Segundo, a força. As vezes me pego
pensando como uma mulher pequenininha teve 7 e grandes filhos, se viu viúva de
forma repentina e antecipada. Com a responsabilidade de continuar a sua vida e
a de uma família inteira, ela sempre deixou que os filhos acreditassem que eles
estavam tomando conta dela, mas a gente sabe que, no final das contas, até hoje
é ela quem toma conta de todo mundo. Não deve ter sido fácil, foi professora,
teve mercadinho, salão de beleza... sei que a força se transformou em doçura. E
convenhamos, vendo no que esta família se transformou, ela fez um tremendo
trabalho.
Terceiro, o cabelinho branco. Sempre
arrumado, no seu lugar.
Quarto, a casa cheia que nunca
esvaziava. Eram os irmãos, os sobrinhos, os primos, os filhos, os netos para
mais de metro (literalmente), até aqueles que não eram netos legítimos, mas que
insistiam em chama-la de avó (sim, a gente assume, ficávamos enciumados com
isso, mas de que vale isso ?).
Relembrando,
percebemos que esses pequenos detalhes se juntam como peças num quebra-cabeça e
a figura que se forma é essa diante de nós. Essa mulher linda, doce, gentil,
engraçada que quando precisa se transforma numa tigresa, numa muralha ou num
jardim florido cheio de azaleias e ipês, tudo isso num piscar de olhos.
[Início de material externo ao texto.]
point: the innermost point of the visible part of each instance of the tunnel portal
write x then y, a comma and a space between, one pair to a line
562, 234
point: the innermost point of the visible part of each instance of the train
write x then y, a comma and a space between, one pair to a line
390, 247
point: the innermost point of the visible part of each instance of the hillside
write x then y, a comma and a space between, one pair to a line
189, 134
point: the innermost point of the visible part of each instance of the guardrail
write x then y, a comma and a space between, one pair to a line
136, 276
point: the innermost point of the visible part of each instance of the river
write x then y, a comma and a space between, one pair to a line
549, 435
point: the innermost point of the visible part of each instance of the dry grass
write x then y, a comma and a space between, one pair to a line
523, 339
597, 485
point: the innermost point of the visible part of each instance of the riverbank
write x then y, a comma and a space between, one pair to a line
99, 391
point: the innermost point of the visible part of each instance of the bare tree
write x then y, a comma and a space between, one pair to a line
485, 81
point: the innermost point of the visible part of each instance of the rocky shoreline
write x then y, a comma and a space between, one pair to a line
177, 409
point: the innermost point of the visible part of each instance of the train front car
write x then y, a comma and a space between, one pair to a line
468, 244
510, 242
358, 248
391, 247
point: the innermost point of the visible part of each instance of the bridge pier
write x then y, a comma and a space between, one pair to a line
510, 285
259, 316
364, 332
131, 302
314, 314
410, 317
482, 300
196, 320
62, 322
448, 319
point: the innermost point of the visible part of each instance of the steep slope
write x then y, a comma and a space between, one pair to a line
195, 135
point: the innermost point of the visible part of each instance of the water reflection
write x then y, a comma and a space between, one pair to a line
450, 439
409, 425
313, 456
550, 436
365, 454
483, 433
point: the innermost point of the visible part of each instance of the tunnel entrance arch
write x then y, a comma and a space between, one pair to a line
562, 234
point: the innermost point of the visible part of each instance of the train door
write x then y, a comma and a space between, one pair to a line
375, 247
Ela é irmã, tia, prima, mãe, avó e
bisavó. Ela é completa. Ela é o que sempre quisemos ser e o que continuamos
querendo ser quando crescer.
Parabéns Dona Ester.
Parabéns Teté.
Parabéns Tia Teca.
Parabéns bisa Teca.
Parabéns Vovó Teca
Parabéns meu amor!
[1] Ano passado ela chupou a primeira jaboticaba.
[2] Regina também leu. Depois mostro pra vocês.